The Free Press, Mankato, MN

January 18, 2010

Signs of life in Minnesota River

By Tim Krohn
CNHI

MANKATO — The Minnesota River contains less phosphorus, a whole lot more fish, less sediment and is seeing a rebound in the otter population.

But nitrate levels haven’t improved much, if at all, mussel populations are just holding steady, and the amount of prairie land continues to dwindle.

Those are some of the conclusions in a first-ever trends report recently completed by the Water Resources Center, Minnesota State University and the Minnesota Pollution Control Agency.

Scott Kudelka of the Water Resources Center said they pulled various data and research together to get a big picture of what’s happening in the 335-mile-long river.

“By far the best news is the fishing. That keeps coming back. The fishing has really gotten better. They’re seeing more species and higher numbers,” Kudelka said.

Several paddlefish and sturgeon were netted near New Ulm last spring and other species have also flourished, including catfish, which, contrary to perception, need relatively clean water to do well.

“The Minnesota is known for those big catfish. People are excited about them,” Kudelka said.

The lovable otter has been making a steady but slow return to the river basin. Otters across the state were wiped out in the early 1900s with the last otter seen in this area at Swan Lake in 1917. They were reintroduced in the upper Minnesota River in the 1980s.

Department of Natural Resources furbearer biologist John Erb said the otters are well established in the upper and lower portions of the river with those in the lower end coming up from the Mississippi River.

“They seem to be doing good, but there weren’t many in the middle area near Mankato. I’m a bit perplexed why they aren’t there,” Erb said.

He doesn’t think there are any pollution or habitat problems in the middle stretch, noting otters are abundant in much dirtier rivers.

“I don’t have any particular concern there’s anything wrong there, I think in time they’ll continue to fill in and do fine.”

He said he’s considered releasing otters in this area, “But I tend to think they do better if you just let them naturally fill in.”

Erb, based in Grand Rapids, hasn’t done a survey on the Minnesota for several years and hopes to do a new one soon.

Otters disappeared because of heavy trapping, massive landscape changes and pollution, Erb said.

“As bad as rivers are now, they were even worse then.”  

Kudelka said the number of species of mussels has held at about two dozen since the early 1980s. That’s better than it was earlier in that century, but still about half what it was historically.

He said mussel populations are much higher in the upper stretches of the river basin.

“In the Chippewa watershed, you can stand anywhere and pick up 10 live mussels. Here in the Blue Earth, we find seven or eight in a mile and a half,” Kudelka said.

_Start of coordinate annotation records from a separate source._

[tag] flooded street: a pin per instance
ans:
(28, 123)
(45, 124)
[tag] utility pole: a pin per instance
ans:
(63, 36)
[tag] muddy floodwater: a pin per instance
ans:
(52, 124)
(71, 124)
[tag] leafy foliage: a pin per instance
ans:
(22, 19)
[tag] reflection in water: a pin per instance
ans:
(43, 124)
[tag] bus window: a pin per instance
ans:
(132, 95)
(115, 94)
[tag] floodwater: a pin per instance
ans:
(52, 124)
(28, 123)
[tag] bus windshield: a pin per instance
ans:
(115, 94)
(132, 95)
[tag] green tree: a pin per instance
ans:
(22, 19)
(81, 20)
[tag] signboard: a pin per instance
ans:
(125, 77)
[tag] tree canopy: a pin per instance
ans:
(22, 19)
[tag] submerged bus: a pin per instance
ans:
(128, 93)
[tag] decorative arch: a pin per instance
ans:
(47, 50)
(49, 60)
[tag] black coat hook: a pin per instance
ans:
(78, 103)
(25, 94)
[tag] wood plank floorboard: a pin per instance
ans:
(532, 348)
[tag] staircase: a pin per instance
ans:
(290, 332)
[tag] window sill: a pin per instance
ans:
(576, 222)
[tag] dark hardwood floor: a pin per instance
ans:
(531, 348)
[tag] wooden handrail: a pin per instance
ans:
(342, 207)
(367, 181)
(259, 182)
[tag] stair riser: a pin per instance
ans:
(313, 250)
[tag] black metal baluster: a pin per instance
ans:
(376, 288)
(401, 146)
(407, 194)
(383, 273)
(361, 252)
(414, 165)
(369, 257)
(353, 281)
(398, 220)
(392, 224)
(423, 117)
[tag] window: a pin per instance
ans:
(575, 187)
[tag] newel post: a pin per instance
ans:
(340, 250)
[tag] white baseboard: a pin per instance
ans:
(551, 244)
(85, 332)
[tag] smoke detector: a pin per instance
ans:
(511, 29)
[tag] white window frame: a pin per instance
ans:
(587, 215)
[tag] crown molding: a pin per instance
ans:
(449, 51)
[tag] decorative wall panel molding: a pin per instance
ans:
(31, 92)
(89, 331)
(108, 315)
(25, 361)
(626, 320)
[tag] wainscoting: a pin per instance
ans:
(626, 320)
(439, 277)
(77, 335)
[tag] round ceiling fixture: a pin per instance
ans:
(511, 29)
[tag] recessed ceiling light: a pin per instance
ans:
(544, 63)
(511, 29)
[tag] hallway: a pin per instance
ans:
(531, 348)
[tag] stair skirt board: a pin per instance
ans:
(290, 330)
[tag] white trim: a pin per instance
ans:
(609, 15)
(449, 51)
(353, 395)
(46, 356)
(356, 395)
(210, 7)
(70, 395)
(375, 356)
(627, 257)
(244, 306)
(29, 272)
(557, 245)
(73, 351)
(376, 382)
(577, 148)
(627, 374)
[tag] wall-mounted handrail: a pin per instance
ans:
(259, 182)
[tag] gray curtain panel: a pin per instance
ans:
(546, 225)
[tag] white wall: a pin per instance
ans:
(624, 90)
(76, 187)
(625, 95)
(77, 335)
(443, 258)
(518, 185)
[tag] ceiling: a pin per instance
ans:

Phosphorus levels have dropped significantly, mostly because cities along the river have put in new sewage treatment plants.

Depending on the stretch of river, nitrates are trending up, down or holding. Nitrates come from fertilizer runoff and animal and human waste.

And the amount of prairie in the basin continues to decline, losing to crop land and development. The DNR estimates nearly 78 percent of the Minnesota River Prairie was actually prairie with 13 percent non-forest wetland in the 1890s. A century later, the same area was 0 percent prairieland, only 1.9 percent non-forest wetland, 9 percent grassland and 83 percent cropland.